Adding "0" if clock have one digit

currentMinutes is a number, so it does not have the length property. Also, you must check the length before set the currentMinutes to the minutes element.

Something like:

var currentHours = currentTime.getHours();
var currentMinutes = currentTime.getMinutes();

$.ajax({
    success: function (clock) {
        if (currentMinutes.toString().length == 1) {
            currentMinutes = "0" + currentMinutes;
        }

        document.getElementById("hour").firstChild.nodeValue = currentHours;
        document.getElementById("minutes").firstChild.nodeValue = currentMinutes;
    }
});

You may use .slice to extract a portion of a string. Pass a negative number to it, in order to slice from the end of the string.

Therefore, the following is possible, and quite simple:

('0'+currentMinutes).slice(-2)

Concatenating with '0' makes sure that the target of the operation will always be a string. ('0'+currentMinutes) will yield a 2 or 3 letter string ("07" or "017", for instance). Slicing the last two characters off that string will give you a 0-padded two-digit number.

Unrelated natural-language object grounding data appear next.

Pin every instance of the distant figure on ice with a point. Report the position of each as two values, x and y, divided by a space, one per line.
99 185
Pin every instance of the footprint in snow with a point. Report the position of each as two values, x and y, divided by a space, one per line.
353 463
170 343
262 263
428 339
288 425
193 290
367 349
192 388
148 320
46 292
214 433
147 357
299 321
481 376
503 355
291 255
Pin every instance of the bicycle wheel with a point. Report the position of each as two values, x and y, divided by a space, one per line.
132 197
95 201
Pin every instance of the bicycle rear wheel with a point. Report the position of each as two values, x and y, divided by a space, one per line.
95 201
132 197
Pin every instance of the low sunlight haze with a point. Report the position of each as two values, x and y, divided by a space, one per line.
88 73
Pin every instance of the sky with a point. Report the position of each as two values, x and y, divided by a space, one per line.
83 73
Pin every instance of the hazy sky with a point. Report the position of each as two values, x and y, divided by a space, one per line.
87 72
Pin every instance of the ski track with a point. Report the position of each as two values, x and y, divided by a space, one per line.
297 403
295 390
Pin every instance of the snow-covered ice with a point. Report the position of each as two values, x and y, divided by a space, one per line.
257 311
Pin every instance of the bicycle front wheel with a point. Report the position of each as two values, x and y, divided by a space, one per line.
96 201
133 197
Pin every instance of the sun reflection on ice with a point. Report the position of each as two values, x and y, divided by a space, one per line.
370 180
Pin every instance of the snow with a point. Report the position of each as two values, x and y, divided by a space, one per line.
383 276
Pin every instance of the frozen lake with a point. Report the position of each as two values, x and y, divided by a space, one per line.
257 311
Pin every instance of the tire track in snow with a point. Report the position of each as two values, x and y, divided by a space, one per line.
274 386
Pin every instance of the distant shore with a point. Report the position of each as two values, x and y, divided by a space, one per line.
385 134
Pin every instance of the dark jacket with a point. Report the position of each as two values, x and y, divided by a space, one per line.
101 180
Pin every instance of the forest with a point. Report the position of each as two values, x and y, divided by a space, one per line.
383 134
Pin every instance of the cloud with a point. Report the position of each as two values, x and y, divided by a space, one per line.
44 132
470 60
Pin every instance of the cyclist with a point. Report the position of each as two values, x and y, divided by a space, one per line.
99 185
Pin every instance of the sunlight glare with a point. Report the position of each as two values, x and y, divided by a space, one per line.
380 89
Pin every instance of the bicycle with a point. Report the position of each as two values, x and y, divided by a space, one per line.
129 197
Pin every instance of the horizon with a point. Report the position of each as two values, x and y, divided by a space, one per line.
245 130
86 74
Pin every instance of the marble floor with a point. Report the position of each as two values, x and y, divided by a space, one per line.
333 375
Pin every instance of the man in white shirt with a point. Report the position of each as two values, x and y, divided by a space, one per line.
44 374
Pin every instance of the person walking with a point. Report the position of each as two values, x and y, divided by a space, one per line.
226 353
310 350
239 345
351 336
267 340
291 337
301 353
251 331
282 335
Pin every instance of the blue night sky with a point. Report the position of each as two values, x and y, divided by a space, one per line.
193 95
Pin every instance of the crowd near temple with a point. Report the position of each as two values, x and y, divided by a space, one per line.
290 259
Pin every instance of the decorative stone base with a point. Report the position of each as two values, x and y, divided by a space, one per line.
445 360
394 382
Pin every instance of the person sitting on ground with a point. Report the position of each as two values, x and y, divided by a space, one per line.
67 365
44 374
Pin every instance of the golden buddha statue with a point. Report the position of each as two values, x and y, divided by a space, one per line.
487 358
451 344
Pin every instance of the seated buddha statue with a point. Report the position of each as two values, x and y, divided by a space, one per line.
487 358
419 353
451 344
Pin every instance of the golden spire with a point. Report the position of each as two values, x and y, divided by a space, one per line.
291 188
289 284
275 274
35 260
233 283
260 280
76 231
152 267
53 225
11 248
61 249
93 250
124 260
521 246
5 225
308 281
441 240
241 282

Note that the above would yield "00" if currentMinutes is 100, so it assumes that you know the values you'll be working with.

This could be extracted to something more reusable:

Number.prototype.zeroPad = function() {
   return ('0'+this).slice(-2);
};

That would allow you to write:

currentMinutes.zeroPad();

You could also make the length of the padding variable:

Number.prototype.zeroPad = function(length) {
   length = length || 2; // defaults to 2 if no parameter is passed
   return (new Array(length).join('0')+this).slice(length*-1);
};

Which could be called as:

currentMinutes.zeroPad(); // e.g. "07" or "17"
currentMinutes.zeroPad(3); // e.g. "007" or "017"

Note that while currentMinutes.zeroPad() will work, 7.zeroPad() would not.